I voiced my opinion on the tsv-area meeting via jabber that AQM especially 
on low/medium bw links (up to 10-20 megabits/s) is needed and bufferbloat 
is a serious problem. As an employee of an operator, I would like to see 
documents in the line of RFC6204, ie basic requirements, for (in this 
case) AQM that I can use in procurement documents. Preferrably these would 
be implemented by kernel vendors (linux kernel and others) so the actual 
device vendor only needs to turn it on and perhaps set a few parameters 
(like communicate the link speed to the queue handler).

Coming back to the document at hand, reading 
draft-baker-tsvwg-aqm-recommendation-00.txt, I notice a few things. Am I 
misinterpreting text such as:

"Hence, network communication to the host regarding the moderation of
    its traffic flow SHOULD include both ECN and loss, with ECN being
    triggered earlier than loss."

... that it recommendeds that ECN traffic will be marked before non-ECN 
traffic is dropped? I believe desired behaviour is that ECN traffic is 
marked and non-ECN traffic is dropped at the exact same queue depth (or 
whatever mechanism causes packets to be dropped/marked).

Also, the documents seem to handle both host stack implementations and 
device queue management. Am I correct? Perhaps it would be preferable to 
have one document handling queueing (including the queue on the host 
towards its network interface (wifi/fixed/cellular etc), and another 
document talking about "TCP congestion control mechanisms"? Or this the 
document at hand trying to be an umbrella document for other documents?

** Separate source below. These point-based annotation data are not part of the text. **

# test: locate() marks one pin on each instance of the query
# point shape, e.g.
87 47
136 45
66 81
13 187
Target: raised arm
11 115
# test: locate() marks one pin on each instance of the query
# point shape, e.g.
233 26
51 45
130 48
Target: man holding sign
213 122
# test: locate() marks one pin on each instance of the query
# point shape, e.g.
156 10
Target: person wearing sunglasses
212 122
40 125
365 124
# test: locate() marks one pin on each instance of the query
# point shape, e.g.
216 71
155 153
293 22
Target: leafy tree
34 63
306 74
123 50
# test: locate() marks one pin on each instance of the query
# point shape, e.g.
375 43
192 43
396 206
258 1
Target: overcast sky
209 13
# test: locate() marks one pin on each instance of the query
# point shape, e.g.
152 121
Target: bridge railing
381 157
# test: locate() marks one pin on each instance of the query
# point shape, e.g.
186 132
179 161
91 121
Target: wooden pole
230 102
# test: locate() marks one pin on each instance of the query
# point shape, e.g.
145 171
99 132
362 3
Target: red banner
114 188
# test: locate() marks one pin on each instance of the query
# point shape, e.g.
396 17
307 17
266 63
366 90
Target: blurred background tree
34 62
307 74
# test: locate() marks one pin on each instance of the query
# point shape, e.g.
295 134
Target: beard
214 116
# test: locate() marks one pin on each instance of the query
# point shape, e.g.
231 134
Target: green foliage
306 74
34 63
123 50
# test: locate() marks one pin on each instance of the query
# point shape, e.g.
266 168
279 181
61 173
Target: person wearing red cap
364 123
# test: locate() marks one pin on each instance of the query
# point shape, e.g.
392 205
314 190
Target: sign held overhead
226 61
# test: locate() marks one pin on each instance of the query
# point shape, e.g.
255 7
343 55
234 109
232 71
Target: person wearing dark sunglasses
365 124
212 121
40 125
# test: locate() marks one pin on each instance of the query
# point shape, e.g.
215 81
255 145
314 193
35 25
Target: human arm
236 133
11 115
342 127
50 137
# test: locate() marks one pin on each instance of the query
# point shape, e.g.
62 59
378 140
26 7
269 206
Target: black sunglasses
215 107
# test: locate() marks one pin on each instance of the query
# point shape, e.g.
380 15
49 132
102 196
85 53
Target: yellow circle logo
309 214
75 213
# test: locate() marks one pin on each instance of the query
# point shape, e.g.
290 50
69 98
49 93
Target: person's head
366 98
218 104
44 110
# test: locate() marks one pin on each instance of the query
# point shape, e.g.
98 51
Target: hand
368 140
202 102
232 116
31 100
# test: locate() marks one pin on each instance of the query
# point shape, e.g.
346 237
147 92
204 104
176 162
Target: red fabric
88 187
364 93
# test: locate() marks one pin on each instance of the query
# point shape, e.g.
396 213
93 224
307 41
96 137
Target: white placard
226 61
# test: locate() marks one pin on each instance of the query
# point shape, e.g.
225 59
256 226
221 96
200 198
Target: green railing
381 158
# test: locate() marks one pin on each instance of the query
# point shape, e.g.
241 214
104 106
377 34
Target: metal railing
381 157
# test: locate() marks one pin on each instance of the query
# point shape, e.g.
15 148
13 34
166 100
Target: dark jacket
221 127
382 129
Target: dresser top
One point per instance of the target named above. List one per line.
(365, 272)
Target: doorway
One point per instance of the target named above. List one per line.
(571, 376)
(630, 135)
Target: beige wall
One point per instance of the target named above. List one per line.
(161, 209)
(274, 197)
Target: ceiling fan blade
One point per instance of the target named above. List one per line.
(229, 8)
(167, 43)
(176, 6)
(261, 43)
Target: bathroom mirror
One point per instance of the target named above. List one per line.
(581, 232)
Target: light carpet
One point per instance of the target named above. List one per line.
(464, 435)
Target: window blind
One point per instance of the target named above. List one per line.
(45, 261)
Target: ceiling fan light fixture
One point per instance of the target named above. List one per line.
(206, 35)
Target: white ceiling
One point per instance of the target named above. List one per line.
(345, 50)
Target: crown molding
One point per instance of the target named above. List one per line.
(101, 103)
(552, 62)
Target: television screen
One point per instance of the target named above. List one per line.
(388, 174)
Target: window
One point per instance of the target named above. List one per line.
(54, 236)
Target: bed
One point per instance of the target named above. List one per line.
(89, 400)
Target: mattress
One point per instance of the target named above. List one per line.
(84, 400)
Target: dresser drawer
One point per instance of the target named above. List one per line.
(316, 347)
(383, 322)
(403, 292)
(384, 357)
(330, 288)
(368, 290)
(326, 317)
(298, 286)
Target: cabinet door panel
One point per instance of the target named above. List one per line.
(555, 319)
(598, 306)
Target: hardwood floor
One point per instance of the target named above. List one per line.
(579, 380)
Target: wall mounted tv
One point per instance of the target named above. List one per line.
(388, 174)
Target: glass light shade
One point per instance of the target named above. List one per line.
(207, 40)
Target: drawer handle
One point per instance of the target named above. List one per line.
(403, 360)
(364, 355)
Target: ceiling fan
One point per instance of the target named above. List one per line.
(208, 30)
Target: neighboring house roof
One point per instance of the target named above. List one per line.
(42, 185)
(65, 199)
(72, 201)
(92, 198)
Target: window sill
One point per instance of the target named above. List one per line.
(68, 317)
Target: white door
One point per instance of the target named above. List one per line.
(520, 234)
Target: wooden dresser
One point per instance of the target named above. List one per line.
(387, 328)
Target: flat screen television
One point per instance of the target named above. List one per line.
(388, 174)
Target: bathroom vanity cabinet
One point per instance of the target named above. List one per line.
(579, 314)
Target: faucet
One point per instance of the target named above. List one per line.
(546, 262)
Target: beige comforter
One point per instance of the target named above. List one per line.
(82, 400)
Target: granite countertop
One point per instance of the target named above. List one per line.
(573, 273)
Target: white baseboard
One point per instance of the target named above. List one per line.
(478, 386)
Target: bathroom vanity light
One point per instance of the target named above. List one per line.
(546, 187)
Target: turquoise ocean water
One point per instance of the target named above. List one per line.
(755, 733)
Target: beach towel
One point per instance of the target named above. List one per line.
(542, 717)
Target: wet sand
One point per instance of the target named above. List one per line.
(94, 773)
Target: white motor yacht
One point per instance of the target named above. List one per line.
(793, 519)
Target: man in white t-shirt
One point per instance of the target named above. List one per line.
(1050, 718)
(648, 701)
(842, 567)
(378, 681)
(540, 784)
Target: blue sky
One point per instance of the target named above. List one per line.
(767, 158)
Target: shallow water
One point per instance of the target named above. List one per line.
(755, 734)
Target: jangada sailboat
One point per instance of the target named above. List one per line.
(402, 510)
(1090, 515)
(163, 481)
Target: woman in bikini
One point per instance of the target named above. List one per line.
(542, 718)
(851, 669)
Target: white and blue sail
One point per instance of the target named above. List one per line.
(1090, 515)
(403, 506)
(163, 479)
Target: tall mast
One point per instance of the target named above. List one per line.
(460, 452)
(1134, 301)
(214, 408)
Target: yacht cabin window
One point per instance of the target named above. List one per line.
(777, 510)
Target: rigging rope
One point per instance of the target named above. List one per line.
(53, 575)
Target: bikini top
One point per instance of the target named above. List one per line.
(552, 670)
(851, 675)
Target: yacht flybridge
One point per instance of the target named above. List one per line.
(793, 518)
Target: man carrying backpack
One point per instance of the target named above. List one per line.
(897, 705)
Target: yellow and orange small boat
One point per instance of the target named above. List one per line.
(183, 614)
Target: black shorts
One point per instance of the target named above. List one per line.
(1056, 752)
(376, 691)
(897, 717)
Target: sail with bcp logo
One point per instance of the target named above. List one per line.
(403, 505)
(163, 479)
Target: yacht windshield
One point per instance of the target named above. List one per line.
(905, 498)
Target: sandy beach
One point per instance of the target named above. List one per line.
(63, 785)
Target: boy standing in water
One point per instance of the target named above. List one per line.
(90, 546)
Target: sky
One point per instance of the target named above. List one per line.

Anyhow, I feel this (AQM/congestion) area of discussion is extremely 
important and it solves a real life problem that impacts a lot of people 
on the Internet as it works today. Personally I have routers with quite 
advanced AQM on my home connection (100/100 megabit/s) because I feel that 
FIFO even with WRED isn't good enough. However I understand that 
"fair-queue" uses a lot of CPU at these speeds, so it might not be 
feasable to do too advanced stuff at those speeds. However, at ADSL type 
accesses, for the uplink interface there is definitely a huge upside to 
have AQM.

When evaluating AQM the test scenarios should be quite advanced (I liked 
what I heard in ICCRG meeting yesterday) including VoIP, hundreds of TCP 
sessions using bittorrent, gaming (could be over TCP) etc. The ideal 
solution would be something that automatically allow at least per-user 
fairness in the upstream and something that perhaps sent ACKs and other 
smaller packets ahead of the queue of larger data packets.